/Center-Loss

This is an implementation of the Center Loss article (2016).

Primary LanguagePython

Center-Loss

This is an implementation of the Center Loss article (2016) trained on MNist dataset.

Paper: A Discriminative Feature Learning Approach for Deep Face Recognition

Link to the paper: https://ydwen.github.io/papers/WenECCV16.pdf

Tensorflow Version: 1.5

Mnist train-dataset: 55000 training examples
Mnist test-dataset: 10000 training examples

Used from tensorflow examples.

Result after 13000 iteration (which is roughly 23 epoch):

13000.png

The above snapshot was made from a random 1000 training example at step 12400. For more snapshots about the training steps can be seen in training_snapshots folder.

The database was trained with AdamOptimizer.

Crucial steps were for the successful training:

  • remove the bias term from the last layer (before cross entropy)
  • training with 0.0005 learning rate instead of 0.001
  • rescale the training examples from [0,255] to [-1,1] range

I was running this code on CPU. This is why just 1000 images were tested.
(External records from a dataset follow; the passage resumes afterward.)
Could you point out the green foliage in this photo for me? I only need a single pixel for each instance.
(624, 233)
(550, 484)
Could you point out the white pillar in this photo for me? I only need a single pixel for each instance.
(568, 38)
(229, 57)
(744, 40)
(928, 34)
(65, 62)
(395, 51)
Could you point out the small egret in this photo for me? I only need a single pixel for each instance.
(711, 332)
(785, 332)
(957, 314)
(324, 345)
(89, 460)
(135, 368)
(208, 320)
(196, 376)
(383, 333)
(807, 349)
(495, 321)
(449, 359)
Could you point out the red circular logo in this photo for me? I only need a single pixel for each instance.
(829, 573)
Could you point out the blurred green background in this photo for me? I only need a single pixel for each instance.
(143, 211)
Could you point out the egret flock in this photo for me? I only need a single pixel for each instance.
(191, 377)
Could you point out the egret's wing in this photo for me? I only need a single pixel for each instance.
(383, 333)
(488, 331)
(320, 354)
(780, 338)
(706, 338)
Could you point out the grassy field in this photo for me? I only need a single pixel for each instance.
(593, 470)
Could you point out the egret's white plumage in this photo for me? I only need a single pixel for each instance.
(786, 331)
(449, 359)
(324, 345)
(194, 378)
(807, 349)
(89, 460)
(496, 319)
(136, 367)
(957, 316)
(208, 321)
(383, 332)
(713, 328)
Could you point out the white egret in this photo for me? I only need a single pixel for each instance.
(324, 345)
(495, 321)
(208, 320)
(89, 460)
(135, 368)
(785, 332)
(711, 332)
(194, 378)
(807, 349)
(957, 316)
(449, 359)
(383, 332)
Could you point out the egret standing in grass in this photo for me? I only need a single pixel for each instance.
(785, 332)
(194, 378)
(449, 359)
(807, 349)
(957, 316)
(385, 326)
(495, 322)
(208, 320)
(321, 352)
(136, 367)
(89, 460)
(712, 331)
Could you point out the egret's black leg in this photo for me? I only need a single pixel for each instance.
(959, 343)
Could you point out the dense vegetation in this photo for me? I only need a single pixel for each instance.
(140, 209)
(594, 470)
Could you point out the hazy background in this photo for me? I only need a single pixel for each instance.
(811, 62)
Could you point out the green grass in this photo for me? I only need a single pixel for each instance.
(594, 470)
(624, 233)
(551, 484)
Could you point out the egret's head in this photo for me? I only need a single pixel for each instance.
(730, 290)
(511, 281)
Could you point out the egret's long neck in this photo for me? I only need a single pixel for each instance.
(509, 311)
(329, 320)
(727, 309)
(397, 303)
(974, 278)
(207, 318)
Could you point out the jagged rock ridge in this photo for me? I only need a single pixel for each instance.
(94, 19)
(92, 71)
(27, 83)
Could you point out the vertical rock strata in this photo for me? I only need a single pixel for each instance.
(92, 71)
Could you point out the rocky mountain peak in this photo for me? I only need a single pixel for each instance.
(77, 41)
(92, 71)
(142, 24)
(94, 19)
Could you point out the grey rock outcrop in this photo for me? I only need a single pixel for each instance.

I was tried this out with 10000 examples for plotting, but my memory was not enough.

The code contains the same nn.py file as in the weight-normalization code. However I am not using any of Weight-Normalization, Batch-normalization initialization for training this code. They are set to false. The only function parameter I use for creating the model template was the use_bias and the use_xavier_initialization parameters. At the last layer use_bias was set to false, and when training the latter parameter was set to true (see model.py).

Implementations and links that I found useful:

Notes: The code is not using weight normalization nor mean only batch normalization nor initialization. I should (have been) try this out, whether it can accelerate the training. I do think initialization here would be very useful (avoiding dead clusters). So every normalization technique could be very helpful to accelerate the training.

About the training loss:

200:  2.3
5000: 1.2
10000: 0.7
14200: 0.4

I assume at about 5000-6000 step the learning rate should have been divided to half, because it was platoed.